Najczęstsze były tam dwa motywy:
- pojedynczy obcy w malutkim statku w rodzaju szaraka o ogromnych czarnych oczach, twarzy zupełnie pozabiownej jakichkolwiek emocji oraz wyraźnie wyczuwalnym chłodzie mentalnym, zupełnie różnym od ludzi chciał mnie uprowadzić kiedy spałem - ale co ciekawe nie odbywało się to w cale w spektrum rzeczywistości fizycznej, ale na planie o wyższej częstotliwości, który można nazwać planem astralnym
- fizycznie widoczne duże statki załogowe, jednak ja oraz inni ludzie odczuwali wystarczająco silną obawę, by kosmici zdecydowali się nie lądować na ziemi i jedynie ujawnili swoją obecność, czekając, aż ludzie będą na to gotowi

Te sny zniknęły jednak potem i w zasadzie już od paru lat nie miałem żadnych snów o ufo, zastąpiły je inne, bardziej interesujące dla mnie tematycznie sny. Podejrzewam, że ktoś mógł mnie testować jak zareaguję na tego typu tematy ufologiczne, ale z powodu małego zainteresowania z mojej strony tą tematyką, ustały - bo szczerze mówiąc to uważam ufo trochęza współczesny mit, jak to niektórzy stwierdzili chyba już w latach 60. XX wieku, tak jak kiedyś ludzie uważali, że np. w rzekach żyją rusałki a w domach kryją się skrzaty. Nie znaczy to, że wg. mnie nie istnieją fizyczne rasy inteligentne poza naszą planetą, ale że jest tu więcej domysłów i spekulacji niż faktów, na których można się oprzeć. Wg. mnie lepiej badać temat kosmitów nie od strony fizycznej, ale pozafizycznej. Jeśli ominie się pewne blokady, łatwiej tam dotrzeć do prawdziwych informacji. Zajmowali się tym m.in. tacy ludzie jak Ingo Swann. Jest trochę ludzi, także w Polsce, którzy w swoim własnym, niestety amatorskim, a powiedziałbym że bardzo amatorskim - czasem wbrew rzekomej naukowej kosmetyce - zajmują się tego typu badaniami, jednak nie jest to poziom wg. mnie akceptowalny, a co za tym idzie, na razie obracamy się w temacie ufo wokół domysłów, i jestem pewien, że ta tematyka jest wykorzystywana właśnie na różne sposoby do tworzenia nowych programów (systemów myślenia) dla społeczeństwa XXI i następnych wieków.

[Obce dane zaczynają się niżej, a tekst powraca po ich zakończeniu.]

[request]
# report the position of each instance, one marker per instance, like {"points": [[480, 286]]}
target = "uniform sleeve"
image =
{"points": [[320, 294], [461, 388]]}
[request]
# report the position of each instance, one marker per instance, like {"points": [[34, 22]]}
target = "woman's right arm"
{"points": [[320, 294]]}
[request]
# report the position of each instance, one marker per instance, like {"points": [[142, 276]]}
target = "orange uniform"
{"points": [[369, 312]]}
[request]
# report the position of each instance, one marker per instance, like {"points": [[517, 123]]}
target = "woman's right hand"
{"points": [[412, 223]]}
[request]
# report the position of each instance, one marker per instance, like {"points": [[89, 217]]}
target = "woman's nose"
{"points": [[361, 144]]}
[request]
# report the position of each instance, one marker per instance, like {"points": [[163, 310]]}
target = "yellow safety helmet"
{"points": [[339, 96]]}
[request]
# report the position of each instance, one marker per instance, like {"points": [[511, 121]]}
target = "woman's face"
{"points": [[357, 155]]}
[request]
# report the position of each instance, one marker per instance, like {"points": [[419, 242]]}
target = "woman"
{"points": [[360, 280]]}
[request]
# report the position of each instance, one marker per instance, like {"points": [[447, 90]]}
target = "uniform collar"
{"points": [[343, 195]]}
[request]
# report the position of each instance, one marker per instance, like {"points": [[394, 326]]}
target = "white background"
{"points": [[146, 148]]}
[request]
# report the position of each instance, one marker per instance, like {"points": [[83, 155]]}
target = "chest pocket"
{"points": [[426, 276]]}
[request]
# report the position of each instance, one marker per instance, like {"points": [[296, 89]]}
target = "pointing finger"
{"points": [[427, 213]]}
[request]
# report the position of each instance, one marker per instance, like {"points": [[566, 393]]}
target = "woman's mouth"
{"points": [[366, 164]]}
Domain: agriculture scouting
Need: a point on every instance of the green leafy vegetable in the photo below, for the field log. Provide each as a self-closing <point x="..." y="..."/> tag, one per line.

38 Ostatnio edytowany przez Antares (2023-02-01 20:19:11)

Odp: Matrix

Chciałem jeszcze dodać pewną rzecz: dlaczego ta planeta nie jest i nie miała być spokojnym, radosnym miejscem, jest nim pozornie - ostatecznie większość ludzi po prostu posiada zwykłą pracę, rodzinę itd. - ale jak wiemy w tle dzieją się rzeczy które można nazwać mianem epickich i przyrównać je do czarnych filmów sf - są one jednak celowo umieszczone poza wzrokiem ogółu mas tak, że gdy wyjdzie jakiś z ich elementów na wierzch, to gawiedź jest do tego stopnia zaskoczona i zszokowana, że woli po prostu udawać, że nic się nie wydarzyło i wrócić do własnego życia. To zachowanie przypomina mentalność hobbitów z Tolkiena smile o czym wspominałem już wcześniej - hobbici są tam bardzo fajnie opisani, przypominają nasze społeczeństwo.

Jak większość pewnie również przyzna, był projekt Atlantyda, w którym z góry zostały zaprojektowane pewne konflikty - przeznaczeniem Atlantydy była katastrofa. Czy naszej cywilizacji przeznaczona jest katastrofa, tego nie wiem, ale wiem jedno, że współczesne czasy można nazwać mianem projektu Atlantyda 2 i globalne konflikty i tutaj zostały z góry zaprojektowane. Można się zatem spodziewać chaosu w XXI wieku, warto zachować czujność i obserwować sytuację z dystansu.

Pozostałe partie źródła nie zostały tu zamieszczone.